Now in the description it says:

"as it is starting up, will attempt to execute scheduled jobs prior to the communications layer being ready."

As you can see above, I don't see how this is possible. We only start the comm layer after we initialize quartz, but BEFORE we start it. In other words, the comm layer is started BEFORE quartz is started. So by the time quartz starts firing jobs, the comm layer should be up.

The description of this BZ continues:

"So, if we start quartz after we start the comm layer, we'll ensure that
these jobs don't fail unnecessarily."

Which is exactly what steps 2 and 3 are doing. Thus I don't see how this could be the cause of the exception. What RHQ version did this happen on? I know I split out this quartz init/start (steps 1 and 3) recently. I don't know - but I can't see how this is happening in the latest code since clearly the comm layer is started before quartz starts firing off jobs.

Comment 4 Joseph Marques 2010-09-24 17:27:45 UTC

i think this has to do with the fact that quartz reads the schedules from the database.  just because we're shutting a server down, doesn't mean that the existing schedules are being deleted.  so, when the start is starting up, if the sequence is:

1. initScheduler();
2. startServerCommunicationServices();
3. startScheduler();
4. scheduleJobs();

Then immediately after step 1, but before step 2 completes, the quartz schedule looks in the database and realizes that it already has previous schedules.  in fact, the schedules are so old, that their nextFireTime might equate to *now*, which causes them to fire immediately upon server start.  this firing is what is contending with #2, and I believe why it's possible to see errors here.  it's all based off of the fact that the schedules are persisted constructs (as opposed to in-memory only).
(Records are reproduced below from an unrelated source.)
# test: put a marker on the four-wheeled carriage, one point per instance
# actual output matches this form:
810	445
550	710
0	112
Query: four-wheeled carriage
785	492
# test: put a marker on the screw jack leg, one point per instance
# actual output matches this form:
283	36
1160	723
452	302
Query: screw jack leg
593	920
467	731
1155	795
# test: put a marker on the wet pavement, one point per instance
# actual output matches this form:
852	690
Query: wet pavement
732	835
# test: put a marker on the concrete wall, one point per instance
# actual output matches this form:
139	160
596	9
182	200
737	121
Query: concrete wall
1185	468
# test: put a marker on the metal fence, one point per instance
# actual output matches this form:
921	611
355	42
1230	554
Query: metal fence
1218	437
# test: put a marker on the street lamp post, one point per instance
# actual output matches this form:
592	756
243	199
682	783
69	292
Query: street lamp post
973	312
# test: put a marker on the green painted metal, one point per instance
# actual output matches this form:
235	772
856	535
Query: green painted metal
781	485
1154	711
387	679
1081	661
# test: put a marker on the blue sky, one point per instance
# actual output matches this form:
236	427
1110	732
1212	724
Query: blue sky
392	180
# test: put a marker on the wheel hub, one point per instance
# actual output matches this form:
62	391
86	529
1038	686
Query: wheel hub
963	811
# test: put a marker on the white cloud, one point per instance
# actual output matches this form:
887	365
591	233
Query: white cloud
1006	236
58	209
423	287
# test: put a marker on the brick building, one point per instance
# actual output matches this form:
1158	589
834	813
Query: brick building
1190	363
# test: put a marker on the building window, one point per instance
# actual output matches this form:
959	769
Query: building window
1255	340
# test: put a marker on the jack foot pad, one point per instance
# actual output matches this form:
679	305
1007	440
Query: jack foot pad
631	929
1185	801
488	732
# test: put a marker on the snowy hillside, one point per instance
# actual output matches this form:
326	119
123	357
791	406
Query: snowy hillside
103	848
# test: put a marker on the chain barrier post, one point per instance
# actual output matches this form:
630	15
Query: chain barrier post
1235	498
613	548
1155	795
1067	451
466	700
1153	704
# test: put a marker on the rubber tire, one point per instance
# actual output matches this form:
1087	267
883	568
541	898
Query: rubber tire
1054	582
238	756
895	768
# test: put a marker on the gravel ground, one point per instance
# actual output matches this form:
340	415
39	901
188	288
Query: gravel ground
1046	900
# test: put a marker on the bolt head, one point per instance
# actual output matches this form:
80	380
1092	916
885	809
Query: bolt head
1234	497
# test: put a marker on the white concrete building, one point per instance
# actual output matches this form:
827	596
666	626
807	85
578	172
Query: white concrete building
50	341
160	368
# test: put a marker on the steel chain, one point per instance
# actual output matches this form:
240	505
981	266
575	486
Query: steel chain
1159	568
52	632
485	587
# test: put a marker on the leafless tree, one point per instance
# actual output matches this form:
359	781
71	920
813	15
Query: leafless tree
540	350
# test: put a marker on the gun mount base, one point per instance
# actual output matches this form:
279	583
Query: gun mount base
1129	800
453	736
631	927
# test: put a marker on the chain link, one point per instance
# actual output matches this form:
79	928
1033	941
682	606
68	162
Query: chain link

Comment 5 Corey Welton 2010-09-28 12:43:40 UTC

mazz - thoughts?

Comment 6 John Mazzitelli 2010-09-28 13:12:45 UTC

> mazz - thoughts?

I have nothing to add - see previous comments for my thoughts :) OK, that's not 100% true - I'll add the following...
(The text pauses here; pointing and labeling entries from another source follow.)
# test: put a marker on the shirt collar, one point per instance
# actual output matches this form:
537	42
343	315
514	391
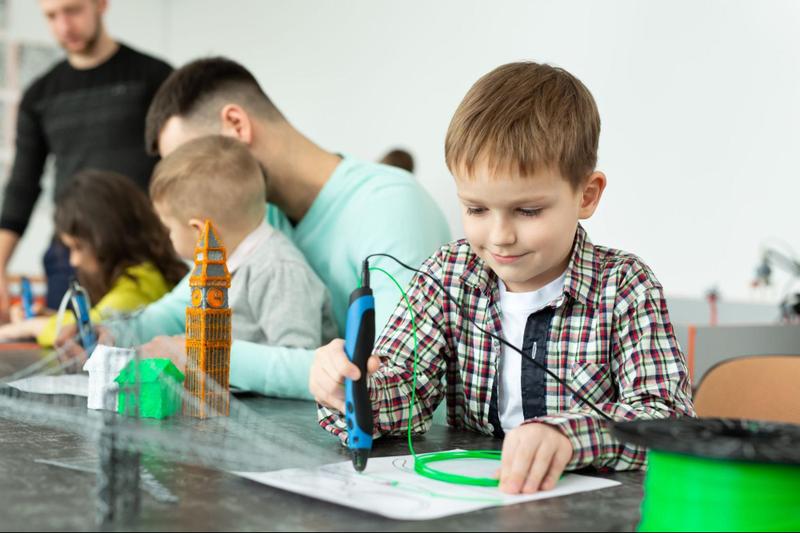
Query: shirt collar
579	283
250	244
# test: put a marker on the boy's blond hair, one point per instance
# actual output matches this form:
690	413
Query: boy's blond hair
213	177
523	117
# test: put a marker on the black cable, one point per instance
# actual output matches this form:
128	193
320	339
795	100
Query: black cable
465	315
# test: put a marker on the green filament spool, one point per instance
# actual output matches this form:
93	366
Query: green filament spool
718	475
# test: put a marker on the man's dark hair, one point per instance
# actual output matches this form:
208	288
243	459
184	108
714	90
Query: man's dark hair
198	90
399	158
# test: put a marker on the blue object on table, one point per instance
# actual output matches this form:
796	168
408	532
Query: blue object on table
80	306
27	297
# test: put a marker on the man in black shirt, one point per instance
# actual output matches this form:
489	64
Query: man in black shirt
88	112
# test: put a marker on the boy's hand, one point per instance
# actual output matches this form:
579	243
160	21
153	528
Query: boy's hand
328	371
534	456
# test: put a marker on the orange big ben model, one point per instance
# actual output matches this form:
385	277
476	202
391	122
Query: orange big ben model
208	330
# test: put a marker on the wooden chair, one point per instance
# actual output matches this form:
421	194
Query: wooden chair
756	388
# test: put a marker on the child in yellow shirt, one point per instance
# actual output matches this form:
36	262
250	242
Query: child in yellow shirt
120	250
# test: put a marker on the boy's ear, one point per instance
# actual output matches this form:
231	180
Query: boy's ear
236	123
198	225
592	191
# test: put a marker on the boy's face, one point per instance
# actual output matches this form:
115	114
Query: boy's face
524	227
182	234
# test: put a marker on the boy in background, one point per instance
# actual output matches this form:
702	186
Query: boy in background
276	297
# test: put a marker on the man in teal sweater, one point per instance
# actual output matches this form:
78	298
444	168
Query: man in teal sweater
335	208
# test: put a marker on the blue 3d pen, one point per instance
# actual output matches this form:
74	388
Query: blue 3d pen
80	306
27	297
358	345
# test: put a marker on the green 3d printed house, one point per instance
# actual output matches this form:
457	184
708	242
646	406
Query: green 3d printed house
160	383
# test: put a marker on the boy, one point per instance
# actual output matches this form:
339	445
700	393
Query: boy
275	296
523	147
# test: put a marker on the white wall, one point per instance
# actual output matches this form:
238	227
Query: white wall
699	100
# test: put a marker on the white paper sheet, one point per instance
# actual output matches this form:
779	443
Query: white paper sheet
390	487
72	384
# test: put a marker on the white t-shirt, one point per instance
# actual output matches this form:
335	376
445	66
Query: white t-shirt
516	307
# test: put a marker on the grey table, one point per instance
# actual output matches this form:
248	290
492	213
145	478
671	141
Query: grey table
38	496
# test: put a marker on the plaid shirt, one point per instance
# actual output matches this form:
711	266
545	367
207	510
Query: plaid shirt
610	338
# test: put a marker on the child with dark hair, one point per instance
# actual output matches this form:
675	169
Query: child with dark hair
120	250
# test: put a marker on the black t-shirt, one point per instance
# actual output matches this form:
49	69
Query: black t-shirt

First, if someone alters the startup order of the things in StartupServlet - I reject all culpability and blame :} I (and others) have tried to do that in the past, thinking we were fixing something only to have other problems we didn't anticipate crop up and we had to revert back. My solution, therefore, is to leave it as is and just deal with the fact that a scheduled job may fail immediately at startup and allow the next invocation of the job occur normally. That said, let me say that I still don't believe that is really happening now because I don't believe that just initializing the quartz scheduler starts invoking the jobs. Until I see it, I won't believe it. :) There must be something else going on that triggered the exception. Here's why I think that:

Step 1. initScheduler();

This calls our initQuartzScheduler() which boils down to a quartz call to schedulerFactory.getScheduler() and that only creates the scheduler and initializes it - it doesn't start it. Javadocs for that quartz API says "Returns a handle to the Scheduler produced by this factory." It says nothing about triggering jobs and I looked at the quartz code and i don't see anything about starting jobs or triggering triggers.

Step 3. startScheduler();

This is our API called after we start the comm layer. This startScheduler() boils down to a quartz call to "scheduler.start();" and the quartz javadoc says:

     * Starts the Scheduler's threads that fire Triggers
     * When a scheduler is first created it is in "stand-by" mode, and will not
     * fire triggers.

So here it explicitly states a) this starts to fire triggers and b) when the scheduler is first created (like I did in step 1 above) it will NOT fire triggers. Seems pretty clear to me.

Hence, until I see proof that our step 1 (i.e. initScheduler) actually does cause jobs to trigger I refuse to believe that's causing the jobs to run.

Comment 8 John Mazzitelli 2011-03-24 13:59:11 UTC

won't change the ordering of the startup.